Saturday, 2 January 2021

Are we really DOOMED to accept trigger warnings for Dad's Army on BBC Two?

 


My Dad, now aged 89, loves Dad's Army. It's been his favourite programme for nigh on 50 years. It's one of his few remaining connections to the BBC - though I lessened that further a few years ago by buying him a boxed DVD set of the complete series.

And the BBC's been putting it out for decades, even now, on Saturday nights on BBC Two, simply because people still enjoy watching it, what with it being funny and well acted and beautifully written and consummately crafted and much, much better than most of the BBC's present comedy output.  

BBC Two broadcast the classic 1971 film tonight, with all the original gang. It's not in Dad's boxed set. 

And guess how the BBC continuity announcer announced it?

She said:

Welcome to Saturday night. I'm with you live into the wee hours on BBC Two.
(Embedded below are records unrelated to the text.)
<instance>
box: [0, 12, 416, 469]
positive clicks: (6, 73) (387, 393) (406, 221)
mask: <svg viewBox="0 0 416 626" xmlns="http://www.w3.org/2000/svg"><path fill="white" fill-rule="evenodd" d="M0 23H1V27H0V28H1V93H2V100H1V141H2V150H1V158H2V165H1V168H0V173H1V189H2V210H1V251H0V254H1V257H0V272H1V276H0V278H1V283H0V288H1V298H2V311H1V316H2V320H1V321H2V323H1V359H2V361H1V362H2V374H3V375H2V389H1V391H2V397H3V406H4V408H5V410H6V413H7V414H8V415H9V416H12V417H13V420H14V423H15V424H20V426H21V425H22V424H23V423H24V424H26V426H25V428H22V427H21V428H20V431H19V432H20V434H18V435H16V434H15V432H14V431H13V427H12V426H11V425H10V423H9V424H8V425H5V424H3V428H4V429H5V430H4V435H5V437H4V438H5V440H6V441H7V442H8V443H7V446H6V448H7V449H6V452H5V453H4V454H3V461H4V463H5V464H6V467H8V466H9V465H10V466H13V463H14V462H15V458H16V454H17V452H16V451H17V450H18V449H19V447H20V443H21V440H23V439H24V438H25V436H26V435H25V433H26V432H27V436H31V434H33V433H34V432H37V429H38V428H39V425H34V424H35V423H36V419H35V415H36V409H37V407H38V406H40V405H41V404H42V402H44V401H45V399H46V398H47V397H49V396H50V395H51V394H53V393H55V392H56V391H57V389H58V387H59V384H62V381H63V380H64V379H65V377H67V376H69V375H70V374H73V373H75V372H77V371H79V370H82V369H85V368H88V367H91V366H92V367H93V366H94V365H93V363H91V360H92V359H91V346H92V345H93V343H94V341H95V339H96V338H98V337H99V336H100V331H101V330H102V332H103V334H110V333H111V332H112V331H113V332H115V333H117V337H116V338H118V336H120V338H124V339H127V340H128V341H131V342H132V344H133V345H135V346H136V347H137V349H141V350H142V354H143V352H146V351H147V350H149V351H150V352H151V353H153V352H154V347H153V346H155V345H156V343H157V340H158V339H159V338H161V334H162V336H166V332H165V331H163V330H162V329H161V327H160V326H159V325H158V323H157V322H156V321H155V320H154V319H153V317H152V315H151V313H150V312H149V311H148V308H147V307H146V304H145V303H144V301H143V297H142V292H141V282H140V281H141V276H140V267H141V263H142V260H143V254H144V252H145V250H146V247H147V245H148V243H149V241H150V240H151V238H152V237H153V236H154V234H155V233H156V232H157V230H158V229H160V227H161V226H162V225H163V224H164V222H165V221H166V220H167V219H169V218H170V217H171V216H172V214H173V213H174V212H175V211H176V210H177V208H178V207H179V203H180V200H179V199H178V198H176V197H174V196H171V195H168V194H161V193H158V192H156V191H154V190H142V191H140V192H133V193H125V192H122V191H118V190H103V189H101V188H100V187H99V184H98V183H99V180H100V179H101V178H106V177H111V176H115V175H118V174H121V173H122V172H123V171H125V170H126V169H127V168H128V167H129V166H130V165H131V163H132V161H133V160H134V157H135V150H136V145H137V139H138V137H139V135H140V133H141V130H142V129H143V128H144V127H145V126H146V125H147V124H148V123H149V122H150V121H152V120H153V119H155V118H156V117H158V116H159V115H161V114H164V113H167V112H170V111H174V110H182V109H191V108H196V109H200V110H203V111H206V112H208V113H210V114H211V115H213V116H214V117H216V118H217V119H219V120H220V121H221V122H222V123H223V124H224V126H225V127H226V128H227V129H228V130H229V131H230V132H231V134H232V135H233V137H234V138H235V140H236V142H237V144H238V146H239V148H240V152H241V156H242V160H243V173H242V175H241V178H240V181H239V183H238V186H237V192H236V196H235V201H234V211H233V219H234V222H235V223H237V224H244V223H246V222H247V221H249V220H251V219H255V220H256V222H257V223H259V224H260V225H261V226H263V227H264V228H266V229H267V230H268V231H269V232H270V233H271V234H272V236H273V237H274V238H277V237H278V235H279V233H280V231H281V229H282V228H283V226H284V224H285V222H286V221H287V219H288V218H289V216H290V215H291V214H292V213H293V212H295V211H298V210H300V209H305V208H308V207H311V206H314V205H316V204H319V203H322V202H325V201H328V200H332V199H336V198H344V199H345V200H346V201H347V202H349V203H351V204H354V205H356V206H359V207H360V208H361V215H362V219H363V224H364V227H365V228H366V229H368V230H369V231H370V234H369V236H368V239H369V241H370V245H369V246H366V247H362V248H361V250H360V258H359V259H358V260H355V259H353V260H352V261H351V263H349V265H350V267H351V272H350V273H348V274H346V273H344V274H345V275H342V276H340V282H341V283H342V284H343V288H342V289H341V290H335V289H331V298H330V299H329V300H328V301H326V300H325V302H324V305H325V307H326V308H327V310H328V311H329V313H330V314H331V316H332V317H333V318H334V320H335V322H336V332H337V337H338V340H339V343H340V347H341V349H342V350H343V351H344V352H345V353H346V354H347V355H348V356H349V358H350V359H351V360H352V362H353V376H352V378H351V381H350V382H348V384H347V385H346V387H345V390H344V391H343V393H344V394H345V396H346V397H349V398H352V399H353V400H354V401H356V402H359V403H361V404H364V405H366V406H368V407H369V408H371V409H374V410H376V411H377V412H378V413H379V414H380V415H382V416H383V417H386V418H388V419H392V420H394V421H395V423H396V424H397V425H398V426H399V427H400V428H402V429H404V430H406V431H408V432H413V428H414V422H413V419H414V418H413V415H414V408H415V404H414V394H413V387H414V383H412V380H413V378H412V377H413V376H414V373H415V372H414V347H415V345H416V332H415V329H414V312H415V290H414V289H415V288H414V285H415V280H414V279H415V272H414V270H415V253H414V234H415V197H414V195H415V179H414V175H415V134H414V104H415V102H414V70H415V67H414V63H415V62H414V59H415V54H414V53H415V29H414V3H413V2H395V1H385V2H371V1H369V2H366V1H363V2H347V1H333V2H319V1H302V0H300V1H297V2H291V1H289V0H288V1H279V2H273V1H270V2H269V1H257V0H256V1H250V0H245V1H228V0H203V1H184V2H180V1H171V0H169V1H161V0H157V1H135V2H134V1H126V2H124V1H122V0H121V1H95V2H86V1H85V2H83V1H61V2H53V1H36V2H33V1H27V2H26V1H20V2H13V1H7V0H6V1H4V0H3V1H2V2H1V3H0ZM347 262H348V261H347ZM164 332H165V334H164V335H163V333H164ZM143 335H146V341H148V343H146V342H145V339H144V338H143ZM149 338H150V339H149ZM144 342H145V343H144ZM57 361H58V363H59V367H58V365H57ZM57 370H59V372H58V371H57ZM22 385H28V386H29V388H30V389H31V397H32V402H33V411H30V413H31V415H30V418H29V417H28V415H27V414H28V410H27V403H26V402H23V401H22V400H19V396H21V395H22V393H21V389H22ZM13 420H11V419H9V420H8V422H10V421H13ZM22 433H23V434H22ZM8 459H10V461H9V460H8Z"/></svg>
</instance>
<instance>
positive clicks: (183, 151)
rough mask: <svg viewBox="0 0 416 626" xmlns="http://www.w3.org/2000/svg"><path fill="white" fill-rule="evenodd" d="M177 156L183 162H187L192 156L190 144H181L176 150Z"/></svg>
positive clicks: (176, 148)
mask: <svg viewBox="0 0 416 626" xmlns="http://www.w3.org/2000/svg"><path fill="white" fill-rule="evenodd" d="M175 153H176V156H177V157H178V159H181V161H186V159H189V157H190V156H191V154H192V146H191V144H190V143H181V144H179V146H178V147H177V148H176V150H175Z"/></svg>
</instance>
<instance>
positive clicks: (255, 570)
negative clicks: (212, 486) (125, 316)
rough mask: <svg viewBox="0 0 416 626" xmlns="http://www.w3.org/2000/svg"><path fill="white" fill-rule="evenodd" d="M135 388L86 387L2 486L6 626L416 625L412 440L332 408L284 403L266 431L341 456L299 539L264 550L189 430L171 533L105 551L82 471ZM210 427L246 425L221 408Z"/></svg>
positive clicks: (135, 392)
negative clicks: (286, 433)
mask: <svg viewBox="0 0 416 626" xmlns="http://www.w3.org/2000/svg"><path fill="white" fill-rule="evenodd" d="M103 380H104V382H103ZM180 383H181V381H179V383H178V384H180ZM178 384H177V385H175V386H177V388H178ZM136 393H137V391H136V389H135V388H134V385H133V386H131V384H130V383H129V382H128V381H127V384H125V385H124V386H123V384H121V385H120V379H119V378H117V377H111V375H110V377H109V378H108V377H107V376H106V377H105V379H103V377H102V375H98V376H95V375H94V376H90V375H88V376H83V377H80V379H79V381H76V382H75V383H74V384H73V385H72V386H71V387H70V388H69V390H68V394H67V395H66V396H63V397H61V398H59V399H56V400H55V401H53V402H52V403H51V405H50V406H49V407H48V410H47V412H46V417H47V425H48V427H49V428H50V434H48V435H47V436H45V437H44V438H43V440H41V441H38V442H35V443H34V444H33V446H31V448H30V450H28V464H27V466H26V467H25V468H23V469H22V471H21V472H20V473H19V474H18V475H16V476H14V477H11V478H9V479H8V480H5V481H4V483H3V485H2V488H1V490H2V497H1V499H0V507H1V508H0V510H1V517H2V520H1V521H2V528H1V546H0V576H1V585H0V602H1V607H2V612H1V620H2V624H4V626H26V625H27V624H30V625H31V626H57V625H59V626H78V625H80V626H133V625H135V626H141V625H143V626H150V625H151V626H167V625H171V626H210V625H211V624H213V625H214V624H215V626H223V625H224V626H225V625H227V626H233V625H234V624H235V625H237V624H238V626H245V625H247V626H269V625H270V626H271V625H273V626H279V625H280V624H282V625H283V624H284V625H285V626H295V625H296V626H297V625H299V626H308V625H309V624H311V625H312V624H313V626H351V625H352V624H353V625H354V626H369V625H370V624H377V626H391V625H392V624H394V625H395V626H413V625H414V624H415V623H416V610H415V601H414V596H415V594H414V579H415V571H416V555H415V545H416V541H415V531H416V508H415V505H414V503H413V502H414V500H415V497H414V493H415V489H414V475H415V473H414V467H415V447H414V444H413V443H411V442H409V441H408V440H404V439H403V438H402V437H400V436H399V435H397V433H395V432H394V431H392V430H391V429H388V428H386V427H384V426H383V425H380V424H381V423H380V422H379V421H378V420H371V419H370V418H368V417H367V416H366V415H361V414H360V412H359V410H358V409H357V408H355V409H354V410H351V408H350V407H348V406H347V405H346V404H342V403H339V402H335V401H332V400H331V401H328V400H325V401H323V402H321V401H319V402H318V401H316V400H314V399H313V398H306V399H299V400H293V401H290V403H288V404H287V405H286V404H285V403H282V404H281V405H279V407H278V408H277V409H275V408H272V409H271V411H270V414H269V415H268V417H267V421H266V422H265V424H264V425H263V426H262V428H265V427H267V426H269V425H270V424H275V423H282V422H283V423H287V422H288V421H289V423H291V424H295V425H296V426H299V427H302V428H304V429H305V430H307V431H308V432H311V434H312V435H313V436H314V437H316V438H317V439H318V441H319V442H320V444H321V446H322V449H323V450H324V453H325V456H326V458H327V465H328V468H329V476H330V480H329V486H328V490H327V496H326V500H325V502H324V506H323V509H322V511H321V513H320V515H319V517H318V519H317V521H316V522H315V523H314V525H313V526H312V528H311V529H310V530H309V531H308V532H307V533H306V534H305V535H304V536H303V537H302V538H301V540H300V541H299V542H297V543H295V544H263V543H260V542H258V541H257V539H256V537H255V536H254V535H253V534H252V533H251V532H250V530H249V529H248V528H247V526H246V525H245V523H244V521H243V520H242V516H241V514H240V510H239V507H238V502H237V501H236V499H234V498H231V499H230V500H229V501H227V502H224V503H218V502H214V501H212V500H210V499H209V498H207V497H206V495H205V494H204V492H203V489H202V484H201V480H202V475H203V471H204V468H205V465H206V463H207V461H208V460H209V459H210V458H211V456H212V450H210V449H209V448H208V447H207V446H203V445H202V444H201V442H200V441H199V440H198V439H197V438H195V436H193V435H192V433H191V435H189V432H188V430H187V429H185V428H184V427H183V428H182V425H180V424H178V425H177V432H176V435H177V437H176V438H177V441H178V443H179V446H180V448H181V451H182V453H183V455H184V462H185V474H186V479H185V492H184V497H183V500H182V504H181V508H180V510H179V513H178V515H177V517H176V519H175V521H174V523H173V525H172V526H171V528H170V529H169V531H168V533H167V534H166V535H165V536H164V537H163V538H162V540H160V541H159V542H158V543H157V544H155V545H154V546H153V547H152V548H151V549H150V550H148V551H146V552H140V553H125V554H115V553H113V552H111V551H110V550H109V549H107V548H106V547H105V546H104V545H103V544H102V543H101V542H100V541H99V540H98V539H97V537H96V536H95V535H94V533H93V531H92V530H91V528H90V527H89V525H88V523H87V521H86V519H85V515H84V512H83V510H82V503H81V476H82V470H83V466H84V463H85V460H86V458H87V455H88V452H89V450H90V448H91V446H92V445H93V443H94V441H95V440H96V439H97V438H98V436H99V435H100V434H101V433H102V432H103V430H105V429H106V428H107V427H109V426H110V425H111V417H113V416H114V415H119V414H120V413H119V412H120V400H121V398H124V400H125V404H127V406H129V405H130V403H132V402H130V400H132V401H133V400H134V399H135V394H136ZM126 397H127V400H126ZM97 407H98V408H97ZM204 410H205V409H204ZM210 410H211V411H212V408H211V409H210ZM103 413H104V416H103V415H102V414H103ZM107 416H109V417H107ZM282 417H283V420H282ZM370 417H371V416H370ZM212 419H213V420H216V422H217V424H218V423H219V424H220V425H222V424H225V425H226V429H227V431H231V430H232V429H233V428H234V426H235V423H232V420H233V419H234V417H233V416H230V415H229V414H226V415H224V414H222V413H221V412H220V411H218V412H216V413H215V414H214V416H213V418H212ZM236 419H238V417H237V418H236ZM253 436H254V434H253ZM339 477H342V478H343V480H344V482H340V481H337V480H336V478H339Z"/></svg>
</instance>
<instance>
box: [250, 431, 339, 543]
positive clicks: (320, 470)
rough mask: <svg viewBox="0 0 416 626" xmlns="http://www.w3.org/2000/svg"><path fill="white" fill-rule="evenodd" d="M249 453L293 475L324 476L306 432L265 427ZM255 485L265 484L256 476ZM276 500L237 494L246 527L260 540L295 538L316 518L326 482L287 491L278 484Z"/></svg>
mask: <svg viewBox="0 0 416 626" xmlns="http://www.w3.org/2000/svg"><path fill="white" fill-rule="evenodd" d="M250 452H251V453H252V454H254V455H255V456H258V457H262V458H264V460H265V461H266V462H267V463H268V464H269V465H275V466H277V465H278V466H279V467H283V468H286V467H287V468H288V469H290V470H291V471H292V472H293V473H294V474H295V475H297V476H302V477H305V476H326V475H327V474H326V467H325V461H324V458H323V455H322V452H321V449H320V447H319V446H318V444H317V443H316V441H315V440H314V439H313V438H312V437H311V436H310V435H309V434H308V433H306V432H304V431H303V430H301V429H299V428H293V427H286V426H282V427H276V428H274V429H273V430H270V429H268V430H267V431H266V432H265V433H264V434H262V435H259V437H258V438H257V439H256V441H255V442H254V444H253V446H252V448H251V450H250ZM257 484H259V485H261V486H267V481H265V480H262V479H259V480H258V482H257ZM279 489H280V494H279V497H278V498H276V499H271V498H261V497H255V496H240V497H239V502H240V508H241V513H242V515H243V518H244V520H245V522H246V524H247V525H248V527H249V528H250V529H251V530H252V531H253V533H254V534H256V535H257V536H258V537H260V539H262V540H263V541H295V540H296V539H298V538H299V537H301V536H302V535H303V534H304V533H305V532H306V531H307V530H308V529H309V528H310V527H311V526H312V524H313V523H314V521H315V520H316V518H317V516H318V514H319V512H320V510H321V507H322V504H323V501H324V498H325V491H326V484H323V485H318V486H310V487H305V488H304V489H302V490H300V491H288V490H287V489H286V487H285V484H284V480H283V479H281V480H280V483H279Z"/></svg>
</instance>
Now, with discriminatory language that some might find offensive, times of peril bring great men to the fore...

Now, I don't think we should passively tolerate this kind of thing from the BBC. 

It is a highly conscious decision by the BBC to appease a small but very loud and absurdly influential minority of unreasonable people by placing such silly 'woke'-appeasing statements in front of classic BBC programmes that have been broadcast for decades and have offended next to no one. 

(Radio 4 Extra is full of such 'trigger warnings').

By doing so, the BBC has taken sides in a matter of passionate public controversy, and it's not an impartial decision. 

Such 'warnings' are daft and divisive, and the BBC should stop them. 

One for Tim Davie? Time, Tim, to show them the cold steel? They won't like it up 'em, but you might help to reconnect the BBC to its core public if you do.